Standard & Poor’s (S&P) Global Ratings kembali mempertahankan rating Indonesia pada level BBB untuk jangka panjang dan A-2 untuk jangka pendek, dengan outlook stabil. Keputusan ini diumumkan pada 15 Juli 2026 dan mencerminkan penilaian lembaga pemeringkat terhadap kondisi ekonomi yang dinilai masih kokoh.

Keputusan S&P dinilai sebagai sinyal bahwa kepercayaan investor global terhadap Indonesia tetap kuat meski kondisi ekonomi dunia belum sepenuhnya stabil. Sejumlah ekonom menilai afirmasi tersebut menjadi bukti bahwa fundamental ekonomi nasional tetap dipercaya oleh pasar internasional.
Rincian pemeringkatan
S&P menegaskan kembali peringkat jangka panjang Indonesia pada level BBB, sementara peringkat jangka pendek dipertahankan pada level A-2, disertai outlook stabil. Penetapan ini menunjukkan bahwa, menurut S&P, prospek ekonomi Indonesia dalam jangka menengah dipandang relatif stabil dibandingkan risiko yang ada.
Respons ekonom terhadap afirmasi
Sejumlah ekonom menanggapi afirmasi S&P dengan melihat keputusan tersebut sebagai konfirmasi atas ketahanan beberapa indikator makroekonomi yang dianggap penting oleh pasar modal internasional. Mereka berpendapat bahwa penetapan outlook stabil berarti lembaga pemeringkat melihat kemungkinan perubahan peringkat dalam waktu dekat sebagai terbatas.
Penilaian ini juga dipandang memperkuat sinyal positif kepada investor global bahwa Indonesia tetap menjadi tujuan investasi yang diperhitungkan, meski berbagai ketidakpastian ekonomi dunia masih berlangsung. Pendapat ekonom yang mengapresiasi afirmasi tersebut umumnya menekankan hubungan kredibilitas kebijakan ekonomi dan persepsi risiko investor internasional.

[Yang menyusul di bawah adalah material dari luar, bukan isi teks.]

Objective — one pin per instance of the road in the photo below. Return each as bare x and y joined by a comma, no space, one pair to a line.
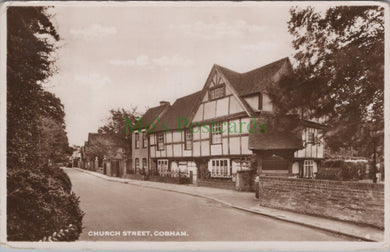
116,211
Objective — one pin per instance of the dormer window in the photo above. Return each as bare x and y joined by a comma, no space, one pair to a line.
217,92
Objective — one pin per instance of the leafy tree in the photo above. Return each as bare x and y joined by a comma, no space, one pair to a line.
53,143
339,74
30,47
39,200
116,125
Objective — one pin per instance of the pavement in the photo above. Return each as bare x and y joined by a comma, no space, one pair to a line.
246,201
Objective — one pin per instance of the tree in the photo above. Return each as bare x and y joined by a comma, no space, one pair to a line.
339,74
30,47
39,200
116,125
53,143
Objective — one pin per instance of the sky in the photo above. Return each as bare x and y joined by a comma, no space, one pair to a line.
135,56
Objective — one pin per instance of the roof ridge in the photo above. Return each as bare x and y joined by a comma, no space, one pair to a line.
268,65
187,95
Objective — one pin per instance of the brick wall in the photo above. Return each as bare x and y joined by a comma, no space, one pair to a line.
344,200
228,184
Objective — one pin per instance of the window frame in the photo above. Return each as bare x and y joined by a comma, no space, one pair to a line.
136,140
308,168
160,141
166,168
310,137
213,133
188,132
260,107
144,138
223,86
144,164
220,168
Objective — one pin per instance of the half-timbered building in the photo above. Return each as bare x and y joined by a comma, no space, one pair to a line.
140,139
210,133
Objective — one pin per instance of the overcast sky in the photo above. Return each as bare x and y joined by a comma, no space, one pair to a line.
113,57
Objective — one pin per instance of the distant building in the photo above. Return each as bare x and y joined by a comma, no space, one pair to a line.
104,153
140,139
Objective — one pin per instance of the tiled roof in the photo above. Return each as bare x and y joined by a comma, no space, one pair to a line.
256,80
152,114
274,141
182,108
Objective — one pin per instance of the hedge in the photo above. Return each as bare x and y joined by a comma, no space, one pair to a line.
40,203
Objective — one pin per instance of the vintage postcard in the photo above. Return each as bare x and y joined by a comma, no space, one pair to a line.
194,125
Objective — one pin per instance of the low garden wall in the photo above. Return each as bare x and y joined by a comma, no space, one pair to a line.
344,200
217,183
177,180
245,180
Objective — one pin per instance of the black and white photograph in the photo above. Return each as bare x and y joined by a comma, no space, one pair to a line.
194,125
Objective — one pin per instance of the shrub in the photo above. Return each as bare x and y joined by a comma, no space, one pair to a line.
334,173
341,170
39,203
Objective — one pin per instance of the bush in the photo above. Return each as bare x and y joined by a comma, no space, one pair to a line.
40,203
333,173
341,170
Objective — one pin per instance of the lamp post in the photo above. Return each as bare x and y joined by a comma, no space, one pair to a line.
373,134
374,178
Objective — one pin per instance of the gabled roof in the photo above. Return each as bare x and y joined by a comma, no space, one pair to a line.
151,114
256,80
182,108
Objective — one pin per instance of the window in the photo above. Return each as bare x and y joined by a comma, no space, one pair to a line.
137,143
216,133
310,137
136,164
308,166
160,141
217,92
162,166
144,140
188,140
260,101
144,164
220,168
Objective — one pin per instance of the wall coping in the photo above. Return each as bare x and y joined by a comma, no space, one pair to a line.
325,182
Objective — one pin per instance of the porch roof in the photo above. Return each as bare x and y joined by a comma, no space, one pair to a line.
274,141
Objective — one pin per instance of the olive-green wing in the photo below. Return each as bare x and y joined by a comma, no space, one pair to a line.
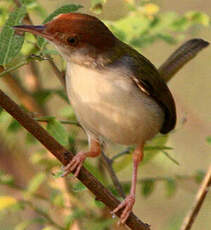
147,79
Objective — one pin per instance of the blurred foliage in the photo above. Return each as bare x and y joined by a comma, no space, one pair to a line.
143,25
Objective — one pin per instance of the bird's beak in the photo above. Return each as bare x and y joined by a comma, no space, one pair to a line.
36,30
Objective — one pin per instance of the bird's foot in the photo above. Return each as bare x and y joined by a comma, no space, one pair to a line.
75,164
127,206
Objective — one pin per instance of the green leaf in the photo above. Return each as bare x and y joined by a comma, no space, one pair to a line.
147,187
79,187
198,18
99,204
35,183
6,179
57,130
62,10
208,139
170,187
10,44
6,201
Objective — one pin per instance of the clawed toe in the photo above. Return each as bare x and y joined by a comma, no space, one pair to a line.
127,206
75,164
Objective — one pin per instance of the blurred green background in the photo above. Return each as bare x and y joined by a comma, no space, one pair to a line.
166,201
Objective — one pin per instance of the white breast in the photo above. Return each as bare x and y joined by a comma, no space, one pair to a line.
109,105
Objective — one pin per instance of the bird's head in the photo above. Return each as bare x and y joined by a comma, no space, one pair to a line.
74,35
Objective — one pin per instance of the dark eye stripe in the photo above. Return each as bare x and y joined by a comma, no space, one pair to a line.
72,40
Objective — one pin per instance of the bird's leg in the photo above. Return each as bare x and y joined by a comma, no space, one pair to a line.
127,204
77,161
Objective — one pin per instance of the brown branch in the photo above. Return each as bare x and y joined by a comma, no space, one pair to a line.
201,194
64,157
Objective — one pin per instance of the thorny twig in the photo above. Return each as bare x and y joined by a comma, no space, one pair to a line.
200,196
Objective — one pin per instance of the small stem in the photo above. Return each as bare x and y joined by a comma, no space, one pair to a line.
200,196
13,68
62,121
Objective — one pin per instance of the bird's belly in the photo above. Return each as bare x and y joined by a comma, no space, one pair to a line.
113,109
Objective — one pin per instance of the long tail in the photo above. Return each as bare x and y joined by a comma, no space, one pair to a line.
180,57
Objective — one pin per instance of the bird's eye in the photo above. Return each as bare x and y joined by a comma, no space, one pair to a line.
72,40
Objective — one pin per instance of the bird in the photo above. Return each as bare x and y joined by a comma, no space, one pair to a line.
117,94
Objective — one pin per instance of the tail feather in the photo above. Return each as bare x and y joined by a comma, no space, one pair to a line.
180,57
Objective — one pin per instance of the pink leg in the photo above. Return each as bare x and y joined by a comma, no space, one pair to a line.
127,204
77,161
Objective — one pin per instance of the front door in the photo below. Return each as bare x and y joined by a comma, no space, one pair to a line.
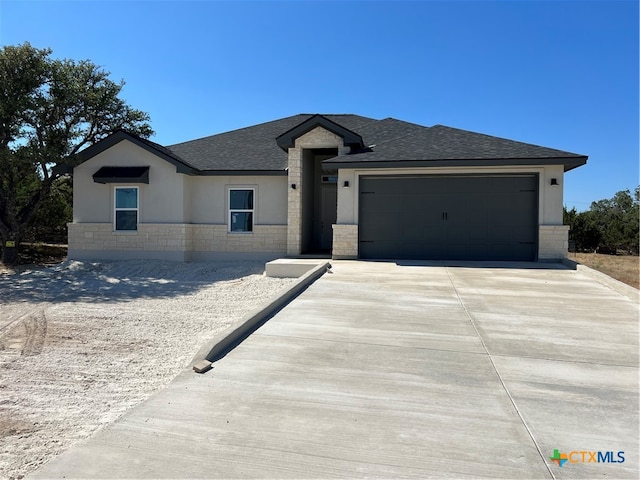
328,214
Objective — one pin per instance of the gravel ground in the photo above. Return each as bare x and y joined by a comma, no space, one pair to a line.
81,343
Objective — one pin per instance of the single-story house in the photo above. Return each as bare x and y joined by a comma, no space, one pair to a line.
341,185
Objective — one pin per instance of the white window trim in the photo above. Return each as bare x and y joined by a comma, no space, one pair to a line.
116,209
230,188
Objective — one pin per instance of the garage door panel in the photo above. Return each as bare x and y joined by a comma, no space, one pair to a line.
433,217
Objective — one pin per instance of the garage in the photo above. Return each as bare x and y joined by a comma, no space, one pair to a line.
433,217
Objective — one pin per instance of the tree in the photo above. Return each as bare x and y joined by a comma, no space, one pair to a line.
50,110
613,222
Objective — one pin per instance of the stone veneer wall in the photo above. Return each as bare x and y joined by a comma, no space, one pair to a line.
316,138
345,242
177,240
553,242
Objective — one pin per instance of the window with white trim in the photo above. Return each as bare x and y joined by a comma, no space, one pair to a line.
241,210
126,209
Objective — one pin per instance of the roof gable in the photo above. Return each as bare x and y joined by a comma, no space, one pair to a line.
154,148
287,139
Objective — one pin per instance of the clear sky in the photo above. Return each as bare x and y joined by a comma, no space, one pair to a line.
562,74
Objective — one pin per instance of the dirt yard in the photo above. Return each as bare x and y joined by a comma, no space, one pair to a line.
625,268
82,343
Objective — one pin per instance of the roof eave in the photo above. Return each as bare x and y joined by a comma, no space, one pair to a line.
344,162
234,173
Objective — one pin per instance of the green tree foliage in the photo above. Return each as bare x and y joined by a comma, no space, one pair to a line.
614,222
49,111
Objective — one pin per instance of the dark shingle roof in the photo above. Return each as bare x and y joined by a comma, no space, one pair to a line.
412,142
251,148
385,143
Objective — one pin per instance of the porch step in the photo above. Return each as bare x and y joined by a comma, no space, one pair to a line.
292,267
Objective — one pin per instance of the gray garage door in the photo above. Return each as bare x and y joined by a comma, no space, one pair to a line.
449,217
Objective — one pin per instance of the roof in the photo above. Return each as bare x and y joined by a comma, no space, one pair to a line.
262,149
402,144
252,148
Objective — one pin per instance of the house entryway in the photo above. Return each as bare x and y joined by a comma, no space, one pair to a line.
319,201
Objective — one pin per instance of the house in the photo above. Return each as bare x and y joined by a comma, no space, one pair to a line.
344,185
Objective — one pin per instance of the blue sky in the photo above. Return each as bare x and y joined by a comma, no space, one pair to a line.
562,74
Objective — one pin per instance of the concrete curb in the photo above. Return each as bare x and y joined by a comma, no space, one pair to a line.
620,287
220,345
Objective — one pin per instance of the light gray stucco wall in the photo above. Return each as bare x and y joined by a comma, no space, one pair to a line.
161,201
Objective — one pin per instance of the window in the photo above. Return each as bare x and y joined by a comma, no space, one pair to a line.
126,211
241,210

Makna bagi posisi ekonomi nasional
Afirmasi pemeringkatan oleh S&P ini dianggap penting karena pemeringkatan kredit eksternal menjadi salah satu indikator yang diperhatikan oleh pelaku pasar internasional ketika menilai stabilitas ekonomi sebuah negara. Bagi Indonesia, keberlanjutan peringkat pada level BBB dan A-2 menunjukkan bahwa, setidaknya menurut S&P, negara masih mempertahankan posisi yang dianggap layak oleh kalangan investor global.
Dalam konteks global yang penuh ketidakpastian, penguatan kepercayaan investor dianggap krusial bagi upaya menjaga arus modal, stabilitas pasar, dan perencanaan ekonomi jangka menengah. Afirmasi S&P dinilai memberikan sinyal bahwa fundamental ekonomi Indonesia masih mampu menahan gejolak eksternal sehingga mendapat kepercayaan pasar internasional.
Catatan umum dan implikasi
Meskipun afirmasi pemeringkatan ini disambut positif, para pengamat menekankan kebutuhan Pemerintah dan pembuat kebijakan untuk terus menjaga disiplin fiskal, stabilitas makroekonomi, serta reformasi struktural yang mendukung daya saing jangka panjang. Upaya tersebut dipandang perlu agar posisi peringkat dapat dipertahankan dan kepercayaan investor tidak goyah di masa mendatang.
Pada akhirnya, keputusan S&P pada 15 Juli 2026 menjadi salah satu indikator penting dalam pemantauan kondisi ekonomi Indonesia oleh komunitas internasional. Afirmasi ini menegaskan bahwa, dalam penilaian lembaga pemeringkat, fundamental ekonomi negara masih dipercaya, meski tantangan eksternal tetap ada.